Jim Clancy quit his long-standing job on CNN after he appeared to suggest that the Charlie Hebdo terror attacks were provoked by what he perceives to be the magazine’s pro-Israel stance.
He left the channel following 34 years in the role of international correspondent on Friday.
His departure came as he voiced his theory as to why the French satirical publication chose to print caricatures of the Prophet Mohamed in a series of tweets earlier this month
Clancy suggested that Charlie Hebdo aimed to poke fun not at the Prophet, but those who “distort his word”.
When Clancy’s followers challenged his opinion, pointing out that Charlie Hebdo is staunchly anti-religious, he responded with the following:
Hasbara is a Hebrew word which means “explaining” and is a term frequently used in debates about the Israel and Palestine conflicts by the State of Israel to justify their actions internationally. Those who criticise the Israeli government often use the word to highlight things they believe to be indicative of pro-Israeli propaganda.
Clancy has publicly condemned Israel’s actions in Gaza, while Oren Kessler works for an influential Washington think tank called the Foundation for Defense of Democracies, known for its support of Israel.
Beyond that, little explanation has been given as to exactly what Clancy meant by his tweets, but that hasn’t stopped the US media from speculating over whether his pro-Palestine leanings led to his departure from the channel.
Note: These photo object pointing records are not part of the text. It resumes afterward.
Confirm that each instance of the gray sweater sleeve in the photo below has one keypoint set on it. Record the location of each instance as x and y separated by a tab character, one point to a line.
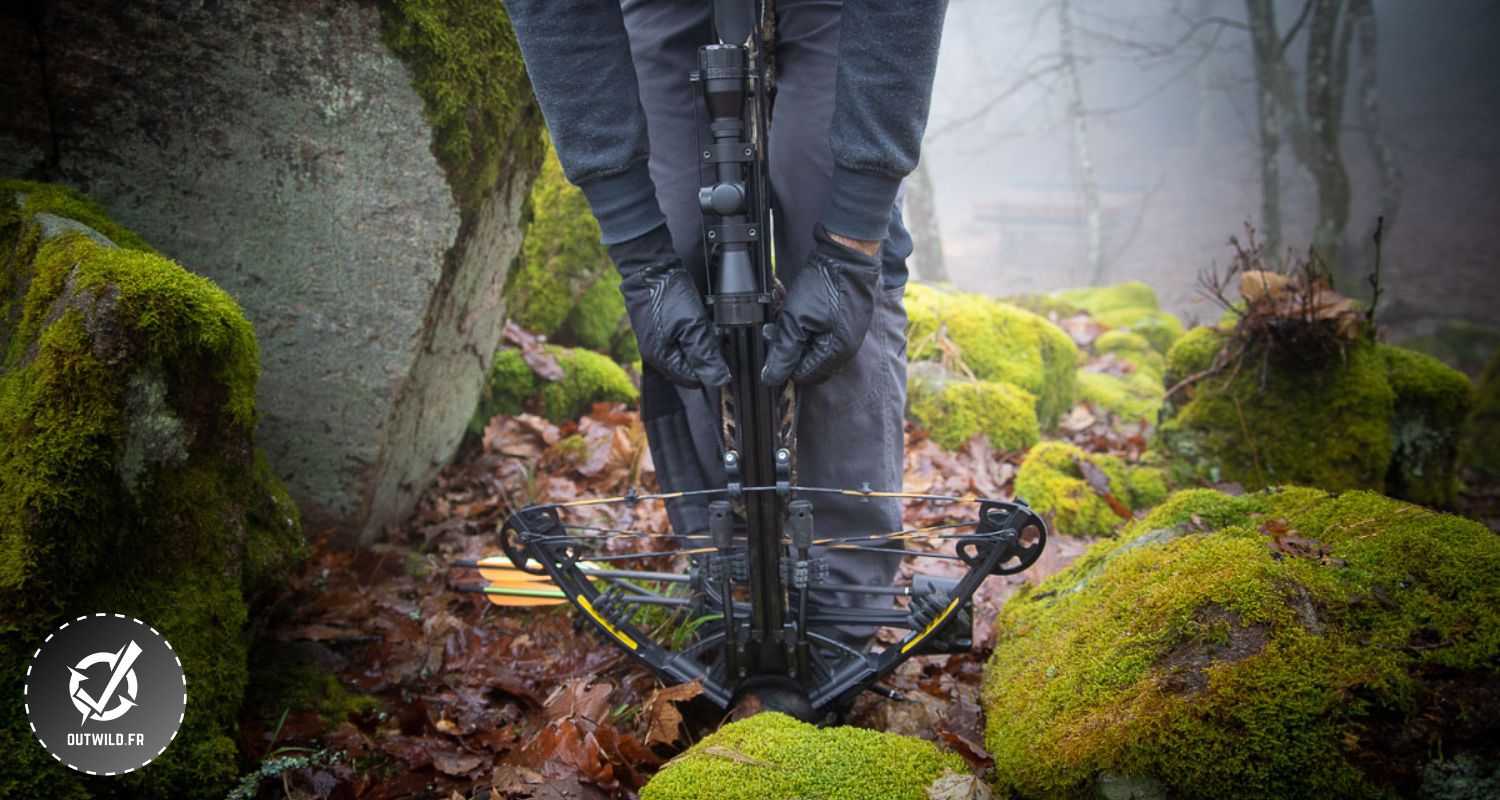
887	60
578	56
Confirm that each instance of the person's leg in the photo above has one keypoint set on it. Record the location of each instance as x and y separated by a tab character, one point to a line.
851	427
681	428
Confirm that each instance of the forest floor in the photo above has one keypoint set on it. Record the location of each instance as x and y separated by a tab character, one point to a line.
441	694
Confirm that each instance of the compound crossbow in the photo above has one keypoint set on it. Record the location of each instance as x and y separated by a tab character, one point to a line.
749	605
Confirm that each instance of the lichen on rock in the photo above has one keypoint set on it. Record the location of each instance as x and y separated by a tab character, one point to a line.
1272	643
954	410
1076	488
774	757
998	342
129	476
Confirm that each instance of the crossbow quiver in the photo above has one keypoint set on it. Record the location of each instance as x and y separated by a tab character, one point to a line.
732	607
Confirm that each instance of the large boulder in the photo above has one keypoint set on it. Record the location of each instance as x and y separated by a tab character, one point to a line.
996	342
353	173
1280	644
774	757
128	476
1368	418
953	410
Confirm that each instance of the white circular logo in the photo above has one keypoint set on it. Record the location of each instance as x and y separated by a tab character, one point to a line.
105	694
Clancy has remained silent over the issue, and deleted his entire Twitter account on Thursday, while CNN confirmed his resignation with the following statement: “We thank him for more than three decades of distinguished service, and wish him nothing but the best.”
However, in a circulated internal email sent to colleagues on Friday, and published by TV Newser, Clancy appeared to be in good spirits.
“Through it all, CNN has been a family to my own family,” he wrote. “That means something.”